What Happens in an Apparatus 101 Workshop
A transparency piece: what the session looks like, what participants do, and what they leave with.

Apparatus 101 is a half-day hands-on session. Not a lecture, not a slide deck about AI's potential. Everyone writes prompts, gets output, evaluates it, and improves it - using their own actual work as the material.
This article describes what happens, in the order it happens. If you're evaluating whether this session is the right fit for your firm, this is the clearest way to answer that.
Before the session
The prep work that makes the session specific
Before the session, we do a 30-minute intake call with whoever is organizing it - usually a managing partner or operations lead. The purpose is to understand your firm's most common deliverable types: the memos, the research summaries, the client updates, the drafts that your team produces repeatedly.
Those deliverables become the material for the session. Every example, every practice prompt, every exercise is built around your actual work - not generic AI examples from outside your context. That's what makes the skill transfer instead of staying abstract.
The session
What happens in the room
Prompt structure - the framework everyone uses
The session opens with the five components of a well-formed prompt: role, context, task, format, constraints. Participants see how each component changes the output, and how leaving one out changes it the other way. This takes about 45 minutes and covers the concept before anyone writes anything.
First prompts - using your deliverables
Each participant writes their first structured prompt for a deliverable they personally work on regularly. They run it, read the output, and then do something most people have never done: they diagnose what went wrong. Which component was missing? Was the context too thin? Was the task too vague? They fix the specific thing and run it again. This iteration pattern is what separates useful AI use from the vague-prompt loop.
The hallucination session
About an hour into the session, we address the concern that holds most cautious practitioners back: what if the output is wrong? We cover when hallucination happens, why it's predictable, and the two constraint instructions that catch most of it before it matters. Participants add those constraints to their prompts and see the difference. The concern becomes manageable rather than paralyzing. This is covered in more depth here for anyone who wants to read ahead.
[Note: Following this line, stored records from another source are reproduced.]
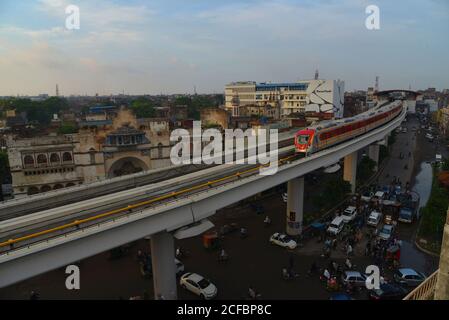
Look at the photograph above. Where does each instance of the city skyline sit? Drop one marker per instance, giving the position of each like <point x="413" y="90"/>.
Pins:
<point x="169" y="47"/>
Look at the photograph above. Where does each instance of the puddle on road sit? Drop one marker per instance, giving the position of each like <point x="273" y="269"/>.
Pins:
<point x="410" y="255"/>
<point x="423" y="183"/>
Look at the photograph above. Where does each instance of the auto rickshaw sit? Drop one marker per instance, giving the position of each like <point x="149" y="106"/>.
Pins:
<point x="211" y="240"/>
<point x="393" y="256"/>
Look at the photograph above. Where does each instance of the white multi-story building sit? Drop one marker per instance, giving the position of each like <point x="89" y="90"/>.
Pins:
<point x="309" y="96"/>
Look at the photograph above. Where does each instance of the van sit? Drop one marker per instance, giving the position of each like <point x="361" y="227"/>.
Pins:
<point x="349" y="214"/>
<point x="336" y="226"/>
<point x="374" y="218"/>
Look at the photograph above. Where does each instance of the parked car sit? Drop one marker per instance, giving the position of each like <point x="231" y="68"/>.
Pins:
<point x="283" y="240"/>
<point x="366" y="196"/>
<point x="341" y="296"/>
<point x="349" y="214"/>
<point x="374" y="218"/>
<point x="336" y="226"/>
<point x="379" y="196"/>
<point x="387" y="291"/>
<point x="386" y="232"/>
<point x="406" y="215"/>
<point x="355" y="278"/>
<point x="408" y="277"/>
<point x="198" y="285"/>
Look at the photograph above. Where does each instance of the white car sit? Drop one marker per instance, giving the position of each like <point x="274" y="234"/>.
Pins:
<point x="386" y="232"/>
<point x="366" y="196"/>
<point x="336" y="226"/>
<point x="349" y="214"/>
<point x="283" y="240"/>
<point x="198" y="285"/>
<point x="374" y="219"/>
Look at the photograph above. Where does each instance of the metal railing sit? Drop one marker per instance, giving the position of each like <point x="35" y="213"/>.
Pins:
<point x="426" y="290"/>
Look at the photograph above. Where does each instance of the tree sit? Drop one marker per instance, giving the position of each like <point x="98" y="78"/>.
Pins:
<point x="5" y="174"/>
<point x="67" y="128"/>
<point x="143" y="108"/>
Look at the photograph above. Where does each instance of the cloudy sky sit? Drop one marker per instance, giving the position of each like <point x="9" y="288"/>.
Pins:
<point x="170" y="46"/>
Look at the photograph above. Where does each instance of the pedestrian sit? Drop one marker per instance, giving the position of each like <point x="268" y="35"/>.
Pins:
<point x="349" y="250"/>
<point x="291" y="262"/>
<point x="326" y="274"/>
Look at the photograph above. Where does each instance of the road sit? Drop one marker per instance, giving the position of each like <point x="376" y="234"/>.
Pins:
<point x="253" y="261"/>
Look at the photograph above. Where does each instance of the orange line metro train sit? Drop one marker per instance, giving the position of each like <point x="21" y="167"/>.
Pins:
<point x="329" y="133"/>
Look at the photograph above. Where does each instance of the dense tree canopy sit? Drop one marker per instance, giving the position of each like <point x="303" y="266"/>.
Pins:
<point x="36" y="111"/>
<point x="143" y="108"/>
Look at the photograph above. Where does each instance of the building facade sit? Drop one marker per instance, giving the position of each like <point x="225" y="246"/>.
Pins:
<point x="107" y="145"/>
<point x="311" y="96"/>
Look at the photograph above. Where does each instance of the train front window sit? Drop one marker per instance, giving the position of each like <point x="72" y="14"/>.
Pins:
<point x="303" y="139"/>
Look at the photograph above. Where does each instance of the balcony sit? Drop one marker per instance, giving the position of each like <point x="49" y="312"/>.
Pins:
<point x="426" y="290"/>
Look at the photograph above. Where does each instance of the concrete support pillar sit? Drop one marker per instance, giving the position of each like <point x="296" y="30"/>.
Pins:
<point x="295" y="204"/>
<point x="350" y="170"/>
<point x="164" y="268"/>
<point x="373" y="153"/>
<point x="442" y="286"/>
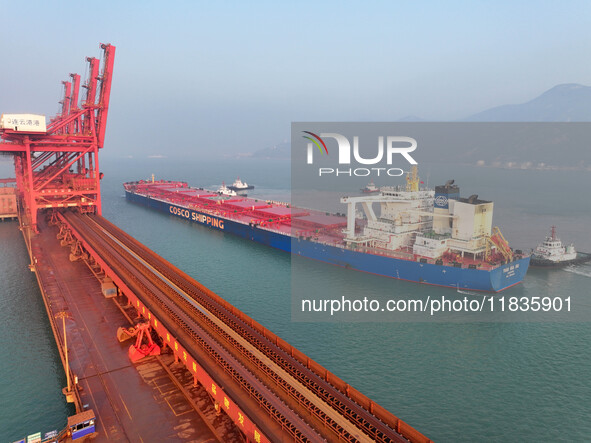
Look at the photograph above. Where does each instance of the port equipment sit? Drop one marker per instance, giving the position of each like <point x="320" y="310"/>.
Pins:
<point x="57" y="165"/>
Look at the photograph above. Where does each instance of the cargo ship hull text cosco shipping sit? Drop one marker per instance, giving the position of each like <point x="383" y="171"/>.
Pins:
<point x="421" y="271"/>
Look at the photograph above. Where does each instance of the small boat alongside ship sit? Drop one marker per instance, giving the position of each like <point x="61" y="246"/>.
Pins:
<point x="225" y="190"/>
<point x="371" y="188"/>
<point x="552" y="253"/>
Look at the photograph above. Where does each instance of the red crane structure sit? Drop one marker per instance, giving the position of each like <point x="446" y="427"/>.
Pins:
<point x="57" y="166"/>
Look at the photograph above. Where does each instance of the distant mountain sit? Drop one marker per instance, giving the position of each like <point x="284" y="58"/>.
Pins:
<point x="279" y="151"/>
<point x="569" y="102"/>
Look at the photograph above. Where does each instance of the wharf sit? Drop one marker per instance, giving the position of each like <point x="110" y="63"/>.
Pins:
<point x="126" y="398"/>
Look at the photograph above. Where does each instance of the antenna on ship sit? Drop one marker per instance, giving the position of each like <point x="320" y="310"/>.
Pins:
<point x="412" y="179"/>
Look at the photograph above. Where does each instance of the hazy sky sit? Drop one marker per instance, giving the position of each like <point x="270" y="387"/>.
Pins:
<point x="227" y="77"/>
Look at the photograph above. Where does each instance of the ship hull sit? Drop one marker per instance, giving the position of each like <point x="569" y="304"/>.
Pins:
<point x="494" y="280"/>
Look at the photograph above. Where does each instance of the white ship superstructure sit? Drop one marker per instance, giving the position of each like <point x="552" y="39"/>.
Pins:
<point x="553" y="250"/>
<point x="427" y="223"/>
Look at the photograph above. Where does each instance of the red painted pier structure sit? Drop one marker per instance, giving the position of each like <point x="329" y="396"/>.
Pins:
<point x="235" y="379"/>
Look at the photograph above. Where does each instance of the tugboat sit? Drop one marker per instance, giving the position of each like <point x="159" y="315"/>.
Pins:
<point x="553" y="253"/>
<point x="371" y="188"/>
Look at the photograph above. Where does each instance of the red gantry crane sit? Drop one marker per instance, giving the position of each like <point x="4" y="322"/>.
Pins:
<point x="57" y="165"/>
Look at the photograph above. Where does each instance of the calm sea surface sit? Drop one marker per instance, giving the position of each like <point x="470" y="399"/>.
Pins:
<point x="461" y="381"/>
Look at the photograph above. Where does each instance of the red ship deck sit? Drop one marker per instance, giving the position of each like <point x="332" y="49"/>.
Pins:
<point x="125" y="397"/>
Building the prompt library
The last hour of the session is devoted to the prompt library. Participants save their best prompts from the session into a shared system - a Notion database, a shared folder, wherever your firm already stores things people need to find. We set up the structure, agree on the contribution norm (if you use a prompt three times and it works, it goes in), and seed it with the prompts from the session. The library exists before anyone goes home.
What participants leave with
The concrete outputs
Every participant leaves with: 2-3 working prompts for their specific workflows, saved and accessible. The shared mental model for how a prompt should be structured. A working sense of where AI adds leverage in their role and where it doesn't. The constraint habits that make client-facing AI use defensible.
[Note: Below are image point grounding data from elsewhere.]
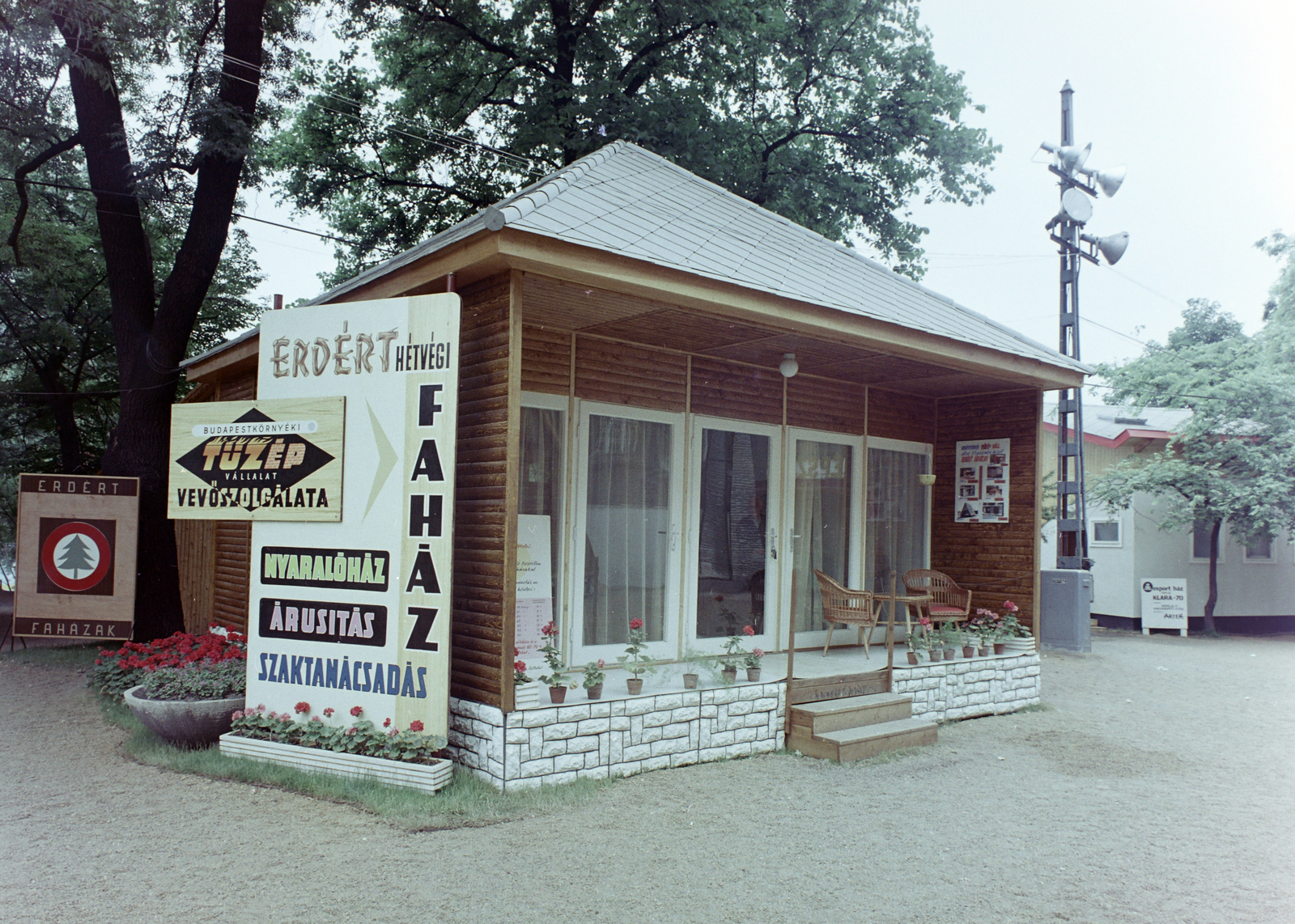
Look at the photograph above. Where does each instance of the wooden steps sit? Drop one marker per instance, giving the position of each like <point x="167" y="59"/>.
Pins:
<point x="854" y="727"/>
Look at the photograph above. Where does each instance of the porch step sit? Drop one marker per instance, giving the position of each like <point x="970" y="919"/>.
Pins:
<point x="854" y="727"/>
<point x="869" y="740"/>
<point x="850" y="712"/>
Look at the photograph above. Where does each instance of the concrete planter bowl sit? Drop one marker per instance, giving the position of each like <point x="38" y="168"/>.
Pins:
<point x="192" y="723"/>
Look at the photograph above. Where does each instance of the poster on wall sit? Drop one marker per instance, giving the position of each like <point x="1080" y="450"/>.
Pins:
<point x="77" y="542"/>
<point x="1165" y="604"/>
<point x="278" y="460"/>
<point x="355" y="612"/>
<point x="982" y="470"/>
<point x="534" y="587"/>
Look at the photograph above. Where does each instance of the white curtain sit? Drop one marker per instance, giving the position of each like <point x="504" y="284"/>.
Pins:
<point x="627" y="528"/>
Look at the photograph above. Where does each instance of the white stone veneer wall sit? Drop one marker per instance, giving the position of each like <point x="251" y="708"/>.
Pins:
<point x="621" y="736"/>
<point x="968" y="688"/>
The firm leaves with: a seeded prompt library organized by workflow, a shared standard that makes prompts shareable across the team, and a contribution norm that keeps the library growing over time.
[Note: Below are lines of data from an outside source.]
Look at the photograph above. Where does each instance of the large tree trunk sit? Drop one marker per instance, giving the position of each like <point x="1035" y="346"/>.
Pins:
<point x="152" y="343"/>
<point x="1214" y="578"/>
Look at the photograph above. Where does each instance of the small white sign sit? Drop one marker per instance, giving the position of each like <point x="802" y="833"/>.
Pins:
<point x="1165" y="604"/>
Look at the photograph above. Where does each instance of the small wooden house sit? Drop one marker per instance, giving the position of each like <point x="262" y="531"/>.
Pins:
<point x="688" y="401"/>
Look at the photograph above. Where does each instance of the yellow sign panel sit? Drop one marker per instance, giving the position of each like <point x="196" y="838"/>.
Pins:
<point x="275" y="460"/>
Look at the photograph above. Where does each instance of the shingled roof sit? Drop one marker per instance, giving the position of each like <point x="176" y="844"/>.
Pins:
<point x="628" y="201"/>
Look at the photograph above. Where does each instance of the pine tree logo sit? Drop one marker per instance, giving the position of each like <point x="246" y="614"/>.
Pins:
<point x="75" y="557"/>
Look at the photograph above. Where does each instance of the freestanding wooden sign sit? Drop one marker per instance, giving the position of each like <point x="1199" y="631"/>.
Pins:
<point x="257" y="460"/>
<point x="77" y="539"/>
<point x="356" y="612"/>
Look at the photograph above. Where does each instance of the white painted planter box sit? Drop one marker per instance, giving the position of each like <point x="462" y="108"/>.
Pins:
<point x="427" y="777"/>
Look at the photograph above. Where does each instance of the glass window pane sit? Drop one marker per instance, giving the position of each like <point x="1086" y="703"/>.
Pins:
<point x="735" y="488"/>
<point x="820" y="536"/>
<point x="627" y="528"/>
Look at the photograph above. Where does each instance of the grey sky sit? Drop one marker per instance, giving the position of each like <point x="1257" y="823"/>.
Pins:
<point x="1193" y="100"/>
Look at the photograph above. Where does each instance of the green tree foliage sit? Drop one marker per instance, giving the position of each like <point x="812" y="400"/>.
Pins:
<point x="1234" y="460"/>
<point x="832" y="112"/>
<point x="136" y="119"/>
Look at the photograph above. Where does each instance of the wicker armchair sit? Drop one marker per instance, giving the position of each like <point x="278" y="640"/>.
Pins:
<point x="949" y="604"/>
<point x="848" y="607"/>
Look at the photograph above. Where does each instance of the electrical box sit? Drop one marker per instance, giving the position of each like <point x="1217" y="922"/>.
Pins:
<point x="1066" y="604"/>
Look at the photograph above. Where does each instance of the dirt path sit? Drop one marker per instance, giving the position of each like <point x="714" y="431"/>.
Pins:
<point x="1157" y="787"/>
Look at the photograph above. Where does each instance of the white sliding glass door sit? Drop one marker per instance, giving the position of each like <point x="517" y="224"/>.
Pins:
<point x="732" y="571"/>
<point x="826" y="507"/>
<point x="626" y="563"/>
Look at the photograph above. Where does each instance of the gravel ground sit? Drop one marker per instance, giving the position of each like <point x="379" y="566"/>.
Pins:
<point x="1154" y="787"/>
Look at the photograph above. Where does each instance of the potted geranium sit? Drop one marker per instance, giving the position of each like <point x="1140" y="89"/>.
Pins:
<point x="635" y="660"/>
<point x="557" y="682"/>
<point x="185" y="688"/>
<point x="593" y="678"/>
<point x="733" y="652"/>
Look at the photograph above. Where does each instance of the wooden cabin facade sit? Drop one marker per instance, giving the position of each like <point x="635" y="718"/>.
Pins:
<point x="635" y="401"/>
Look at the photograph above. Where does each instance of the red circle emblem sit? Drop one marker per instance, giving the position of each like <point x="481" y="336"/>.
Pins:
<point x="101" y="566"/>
What the session doesn't produce: a slide deck about AI potential, a certificate of completion, or tool-specific knowledge that becomes outdated in six months.
Who it's for
The right fit
Apparatus 101 works best for professional services firms - consulting, law, accounting, research - with 5 to 50 people who are already using AI but aren't getting consistent, shareable results. The session assumes participants have access to at least one AI tool, but doesn't assume any particular level of prior usage.
It's a poor fit for: firms where leadership hasn't decided to actually change how they work (the session requires people to write real prompts and evaluate real output - passive attendance doesn't produce results), and organizations looking for enterprise software implementation rather than workflow training.